Difficulties training a neural network on the complete MNIST dataset

Hello, I am currently going through this series of lectures along with the textbook. I was working on Q2 of the “Further Research” section in chapter 4 of the textbook (training a neural network on the full MNIST dataset). I am currently in a situation where the loss on both the training set and the validation set is decreasing, each epoch, but the accuracy more or less stays the same at a very low number around 0.1.

I have consulted other solutions posted by members of this forum, but not sure where my solution is off. I have posted my code along with comments here. I would appreciate if anyone could point out what the problem is / why it is occurring. Thanks!

Looks like the version of the code I posted does not include train_loss and valid_loss (I was previously using the built in Learner class which showed those two values).

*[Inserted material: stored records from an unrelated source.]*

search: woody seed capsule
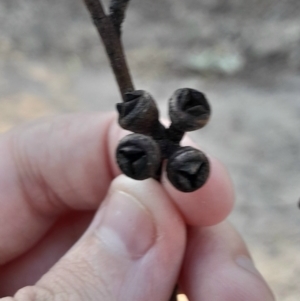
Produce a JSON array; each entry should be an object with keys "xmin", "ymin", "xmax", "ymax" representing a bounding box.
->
[
  {"xmin": 117, "ymin": 90, "xmax": 159, "ymax": 135},
  {"xmin": 167, "ymin": 146, "xmax": 209, "ymax": 192},
  {"xmin": 169, "ymin": 88, "xmax": 210, "ymax": 132},
  {"xmin": 117, "ymin": 134, "xmax": 161, "ymax": 180}
]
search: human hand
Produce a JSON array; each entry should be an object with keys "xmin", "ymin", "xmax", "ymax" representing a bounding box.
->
[{"xmin": 0, "ymin": 114, "xmax": 274, "ymax": 301}]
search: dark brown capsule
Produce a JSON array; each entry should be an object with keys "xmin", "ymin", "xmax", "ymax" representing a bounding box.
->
[
  {"xmin": 169, "ymin": 88, "xmax": 210, "ymax": 132},
  {"xmin": 117, "ymin": 90, "xmax": 159, "ymax": 134},
  {"xmin": 167, "ymin": 146, "xmax": 209, "ymax": 192},
  {"xmin": 116, "ymin": 134, "xmax": 161, "ymax": 180}
]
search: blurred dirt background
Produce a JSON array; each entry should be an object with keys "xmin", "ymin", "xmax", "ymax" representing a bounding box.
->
[{"xmin": 0, "ymin": 0, "xmax": 300, "ymax": 301}]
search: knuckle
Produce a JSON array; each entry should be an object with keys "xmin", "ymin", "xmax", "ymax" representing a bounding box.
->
[{"xmin": 13, "ymin": 286, "xmax": 54, "ymax": 301}]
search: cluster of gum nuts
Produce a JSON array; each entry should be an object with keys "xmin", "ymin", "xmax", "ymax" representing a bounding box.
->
[{"xmin": 116, "ymin": 88, "xmax": 210, "ymax": 192}]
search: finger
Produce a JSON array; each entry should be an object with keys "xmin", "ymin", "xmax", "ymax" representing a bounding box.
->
[
  {"xmin": 162, "ymin": 152, "xmax": 234, "ymax": 226},
  {"xmin": 180, "ymin": 222, "xmax": 275, "ymax": 301},
  {"xmin": 108, "ymin": 126, "xmax": 234, "ymax": 226},
  {"xmin": 0, "ymin": 114, "xmax": 114, "ymax": 264},
  {"xmin": 11, "ymin": 176, "xmax": 185, "ymax": 301}
]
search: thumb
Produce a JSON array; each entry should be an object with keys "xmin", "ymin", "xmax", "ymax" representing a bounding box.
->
[{"xmin": 13, "ymin": 176, "xmax": 185, "ymax": 301}]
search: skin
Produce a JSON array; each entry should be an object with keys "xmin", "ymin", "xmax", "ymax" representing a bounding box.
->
[{"xmin": 0, "ymin": 113, "xmax": 274, "ymax": 301}]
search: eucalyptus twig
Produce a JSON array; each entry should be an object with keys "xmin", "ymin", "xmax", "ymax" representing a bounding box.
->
[
  {"xmin": 84, "ymin": 0, "xmax": 210, "ymax": 301},
  {"xmin": 109, "ymin": 0, "xmax": 130, "ymax": 36},
  {"xmin": 84, "ymin": 0, "xmax": 134, "ymax": 100}
]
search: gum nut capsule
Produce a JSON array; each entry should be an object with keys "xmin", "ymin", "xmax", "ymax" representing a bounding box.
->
[
  {"xmin": 117, "ymin": 90, "xmax": 159, "ymax": 134},
  {"xmin": 167, "ymin": 146, "xmax": 209, "ymax": 192},
  {"xmin": 169, "ymin": 88, "xmax": 210, "ymax": 132},
  {"xmin": 116, "ymin": 134, "xmax": 161, "ymax": 180}
]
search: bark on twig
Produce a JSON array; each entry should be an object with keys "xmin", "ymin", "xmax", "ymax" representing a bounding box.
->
[
  {"xmin": 84, "ymin": 0, "xmax": 134, "ymax": 100},
  {"xmin": 109, "ymin": 0, "xmax": 130, "ymax": 36}
]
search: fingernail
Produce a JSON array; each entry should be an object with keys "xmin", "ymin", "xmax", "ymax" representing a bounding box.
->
[
  {"xmin": 98, "ymin": 191, "xmax": 155, "ymax": 259},
  {"xmin": 235, "ymin": 255, "xmax": 261, "ymax": 277}
]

I will paste the result I get when I run my code with the built in Learner:

epoch	train_loss	valid_loss	batch_accuracy	time
0	0.515939	0.512917	0.108500	00:00
1	0.507944	0.503949	0.103000	00:00
2	0.498174	0.493175	0.103200	00:00
3	0.486648	0.480698	0.103900	00:00
4	0.473775	0.466921	0.105300	00:00
5	0.459645	0.451923	0.107300	00:00
6	0.444157	0.435620	0.115000	00:00
7	0.427215	0.417961	0.122200	00:00
8	0.408822	0.399008	0.132600	00:00
9	0.389109	0.378947	0.138200	00:00
10	0.368345	0.358084	0.139700	00:00
11	0.346908	0.336823	0.137100	00:00
12	0.325258	0.315624	0.131600	00:00
13	0.303888	0.294958	0.127600	00:00
14	0.283283	0.275261	0.125100	00:00
15	0.263865	0.256887	0.124300	00:00
16	0.245953	0.240079	0.122100	00:00
17	0.229740	0.224962	0.121200	00:00
18	0.215295	0.211551	0.121400	00:00
19	0.202581	0.199772	0.121700	00:00
20	0.191487	0.189498	0.121800	00:00
21	0.181859	0.180570	0.123500	00:00
22	0.173525	0.172825	0.124800	00:00
23	0.166315	0.166103	0.126400	00:00
24	0.160072	0.160257	0.126600	00:00
25	0.154652	0.155161	0.127100	00:00
26	0.149933	0.150701	0.128400	00:00
27	0.145808	0.146785	0.130100	00:00
28	0.142190	0.143331	0.130800	00:00
29	0.139001	0.140273	0.130600	00:00

The issue was my choice of loss function (l1 norm with sigmoid). Changing the loss function to nn.CrossEntropyLoss() solved the issue.

Based on my intuition, I did expect the the model to train with the l1 norm + sigmoid, albeit not as efficiently as cross entropy loss. However I noticed the accuracy does not increase at all… if someone knows the intuition behind this, would be happy to learn about it.